Plea bargaining nevertheless raises some big questions. What should we think of this discreet, if not secret negotiation between the prosecution and defence, after which the most serious charges may be withdrawn? What should we make of the fact that Bijlena Plavsic, former president of Republika Srpska (Serb entity in Bosnia), and all the accused linked to the Srebrenica massacres who pleaded guilty got genocide charges against them dropped? This is a strong encouragement to plead guilty! Hence the ironic headline of newspaper Oslobodjene: “Those who plead guilty are pardoned for genocide”. Other accused who refused to plead guilty were convicted for crimes of genocide or complicity in crimes of genocide.
Apart from economies in the trial, does historical truth gain from the plea bargain? Or are confessions limited to a strict minimum? This is the conclusion the judges apparently came to in the Nikolic decision:
“A public trial during which the two parties present witnesses and documentary evidence allows us to paint a more complete picture of events than a plea bargain which can be limited to establishing the basic facts of the allegations in the indictment or be accompanied by an exposé of the facts and a document in which the Accused admits responsibility.”
The judges rightly point to the fact that the truth that is admitted may be only partial. For example, Bijlena Plavsic never withdrew her virulent declarations during the war, nor cooperated in other ICTY cases, nor shed light on the internal workings of the Presidency of Republika Srpska. After serving her sentence (she was given 11 years in jail), she withdrew her confessions and distanced herself from them.
In the same judgment of Momir Nikolic, the judges expressed concern about a use of the plea bargain in which the most serious charges could be withdrawn, as in the case mentioned above, to the detriment of fair justice:
“Once a charge of genocide has been confirmed, it should not be possible to use it as a bargaining chip in a negotiation. If the agreement between the Prosecutor and the accused does not reflect the entirety of the criminal behaviour, or if the remaining charges do not reflect the totality of the crimes, there is reason to ask if justice has been done. (…)”
The utilitarian approach adopted by the ICTY is understandable given the strong pressure the UN Security Council put on the Tribunal to speed up its work. But the use of the plea agreement did not at all bear the fruit that had been hoped for.

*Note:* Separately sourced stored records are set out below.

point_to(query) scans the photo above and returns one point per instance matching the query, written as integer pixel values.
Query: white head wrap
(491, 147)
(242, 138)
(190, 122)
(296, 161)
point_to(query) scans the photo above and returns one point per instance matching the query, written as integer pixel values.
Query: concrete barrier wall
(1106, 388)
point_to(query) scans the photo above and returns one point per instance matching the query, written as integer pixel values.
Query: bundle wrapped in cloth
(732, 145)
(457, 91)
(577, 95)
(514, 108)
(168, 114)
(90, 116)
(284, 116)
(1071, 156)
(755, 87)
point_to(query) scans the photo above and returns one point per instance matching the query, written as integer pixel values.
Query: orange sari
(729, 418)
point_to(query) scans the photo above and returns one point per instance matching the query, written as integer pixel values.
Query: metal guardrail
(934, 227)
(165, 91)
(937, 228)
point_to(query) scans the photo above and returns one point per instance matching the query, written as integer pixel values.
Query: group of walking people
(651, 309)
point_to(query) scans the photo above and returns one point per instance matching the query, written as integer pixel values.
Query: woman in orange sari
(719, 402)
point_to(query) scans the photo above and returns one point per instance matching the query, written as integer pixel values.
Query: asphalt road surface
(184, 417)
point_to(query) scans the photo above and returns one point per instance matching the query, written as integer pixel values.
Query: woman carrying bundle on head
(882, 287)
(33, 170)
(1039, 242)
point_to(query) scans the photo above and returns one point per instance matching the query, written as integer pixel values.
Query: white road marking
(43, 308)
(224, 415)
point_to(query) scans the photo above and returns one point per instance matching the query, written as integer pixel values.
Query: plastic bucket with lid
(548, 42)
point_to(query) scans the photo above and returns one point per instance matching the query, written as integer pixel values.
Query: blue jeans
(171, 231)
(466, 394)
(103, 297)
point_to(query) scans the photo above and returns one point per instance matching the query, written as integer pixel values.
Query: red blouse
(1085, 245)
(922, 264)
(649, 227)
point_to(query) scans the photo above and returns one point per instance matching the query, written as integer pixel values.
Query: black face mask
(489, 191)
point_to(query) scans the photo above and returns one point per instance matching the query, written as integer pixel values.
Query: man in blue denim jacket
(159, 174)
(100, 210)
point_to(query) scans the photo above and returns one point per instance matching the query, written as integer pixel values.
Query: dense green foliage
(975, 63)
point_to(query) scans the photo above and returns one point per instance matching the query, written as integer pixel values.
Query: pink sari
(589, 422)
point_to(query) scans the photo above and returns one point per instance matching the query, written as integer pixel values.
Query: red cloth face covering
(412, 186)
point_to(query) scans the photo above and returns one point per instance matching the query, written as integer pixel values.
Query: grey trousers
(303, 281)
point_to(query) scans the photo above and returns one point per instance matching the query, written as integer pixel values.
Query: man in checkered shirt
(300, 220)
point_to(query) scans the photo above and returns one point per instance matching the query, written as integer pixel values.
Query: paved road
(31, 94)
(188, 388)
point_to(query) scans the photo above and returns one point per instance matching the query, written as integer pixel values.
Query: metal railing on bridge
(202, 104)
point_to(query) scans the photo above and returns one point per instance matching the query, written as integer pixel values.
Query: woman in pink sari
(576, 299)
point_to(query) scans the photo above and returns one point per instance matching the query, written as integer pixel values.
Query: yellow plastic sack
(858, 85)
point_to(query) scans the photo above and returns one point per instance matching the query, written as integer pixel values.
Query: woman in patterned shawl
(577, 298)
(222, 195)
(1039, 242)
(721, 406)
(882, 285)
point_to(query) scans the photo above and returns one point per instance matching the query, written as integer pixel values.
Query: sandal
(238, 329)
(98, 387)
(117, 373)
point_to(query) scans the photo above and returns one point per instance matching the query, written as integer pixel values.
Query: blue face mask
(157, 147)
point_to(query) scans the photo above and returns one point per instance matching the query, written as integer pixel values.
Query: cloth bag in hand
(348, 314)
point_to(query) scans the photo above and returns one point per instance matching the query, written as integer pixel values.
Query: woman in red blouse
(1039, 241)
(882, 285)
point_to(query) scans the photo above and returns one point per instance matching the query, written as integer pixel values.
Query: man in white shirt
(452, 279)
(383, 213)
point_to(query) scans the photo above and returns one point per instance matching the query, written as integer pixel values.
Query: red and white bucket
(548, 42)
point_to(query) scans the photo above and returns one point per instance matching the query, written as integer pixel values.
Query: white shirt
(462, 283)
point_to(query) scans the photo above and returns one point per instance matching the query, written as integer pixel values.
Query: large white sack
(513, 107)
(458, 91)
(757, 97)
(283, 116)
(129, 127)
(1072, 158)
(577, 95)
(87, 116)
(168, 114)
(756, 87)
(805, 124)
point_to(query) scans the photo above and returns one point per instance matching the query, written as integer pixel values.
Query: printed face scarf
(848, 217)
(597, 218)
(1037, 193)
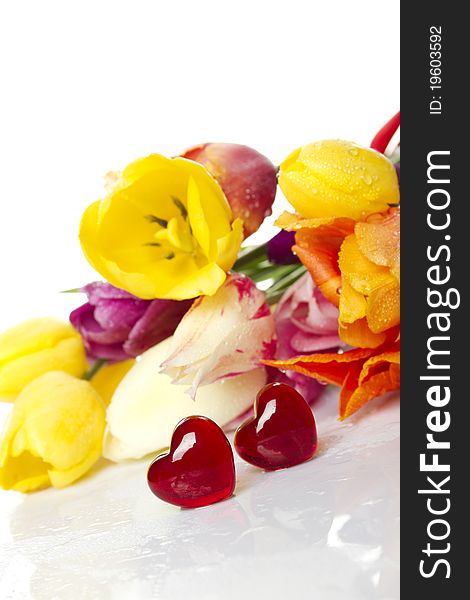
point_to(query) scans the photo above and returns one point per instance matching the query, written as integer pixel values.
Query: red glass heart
(282, 432)
(198, 469)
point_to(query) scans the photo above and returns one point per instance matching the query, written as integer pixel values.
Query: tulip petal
(141, 421)
(383, 307)
(162, 223)
(372, 388)
(379, 238)
(334, 178)
(221, 336)
(329, 367)
(31, 336)
(359, 334)
(67, 355)
(108, 378)
(352, 304)
(361, 273)
(55, 431)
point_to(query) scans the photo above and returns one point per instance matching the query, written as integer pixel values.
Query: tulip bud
(247, 178)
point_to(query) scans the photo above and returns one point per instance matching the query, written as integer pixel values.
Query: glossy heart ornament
(282, 432)
(198, 469)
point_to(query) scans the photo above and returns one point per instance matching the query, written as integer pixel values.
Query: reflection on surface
(331, 522)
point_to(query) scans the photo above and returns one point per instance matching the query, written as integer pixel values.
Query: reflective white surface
(327, 529)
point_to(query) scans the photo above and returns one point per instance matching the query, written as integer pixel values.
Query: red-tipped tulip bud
(247, 178)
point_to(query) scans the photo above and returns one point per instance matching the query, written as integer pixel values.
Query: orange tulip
(356, 265)
(362, 373)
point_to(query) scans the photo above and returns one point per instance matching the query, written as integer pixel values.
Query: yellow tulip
(54, 434)
(335, 178)
(164, 231)
(35, 347)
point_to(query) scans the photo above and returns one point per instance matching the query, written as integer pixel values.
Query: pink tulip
(222, 335)
(248, 179)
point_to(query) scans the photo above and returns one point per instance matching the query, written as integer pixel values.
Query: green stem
(275, 292)
(95, 367)
(250, 256)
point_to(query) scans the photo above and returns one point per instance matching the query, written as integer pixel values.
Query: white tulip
(147, 406)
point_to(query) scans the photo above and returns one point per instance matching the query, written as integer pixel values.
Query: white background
(88, 86)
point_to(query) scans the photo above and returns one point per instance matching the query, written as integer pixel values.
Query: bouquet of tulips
(188, 319)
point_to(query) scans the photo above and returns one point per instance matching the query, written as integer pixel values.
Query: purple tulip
(279, 248)
(116, 325)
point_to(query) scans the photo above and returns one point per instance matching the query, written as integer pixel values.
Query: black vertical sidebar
(435, 252)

The withdrawal of charges – often the most serious ones – was interpreted as a recognition that the crimes did not take place or that they were not as serious as people had said, or as a denial of justice.
The Srebrenica mothers expressed anger at the reduced, five-year sentence given to death squad member Drazen Erdemovic for the killing of 70 people in Srebrenica. We can clearly see that the link between pleading guilty and reconciliation as drawn by the ICTY is fragile, to say the least.
Despite some 20 accused persons pleading guilty at the ICTY, we see that revisionism or even denial remain strong in the different republics of the former Yugoslavia. As for the victims, their testimonies show that they mostly remain sceptical, if not downright hostile to the idea of plea bargaining, seeing in it mostly opportunistic strategies by the accused to get a reduced sentence when the evidence is stacked against them.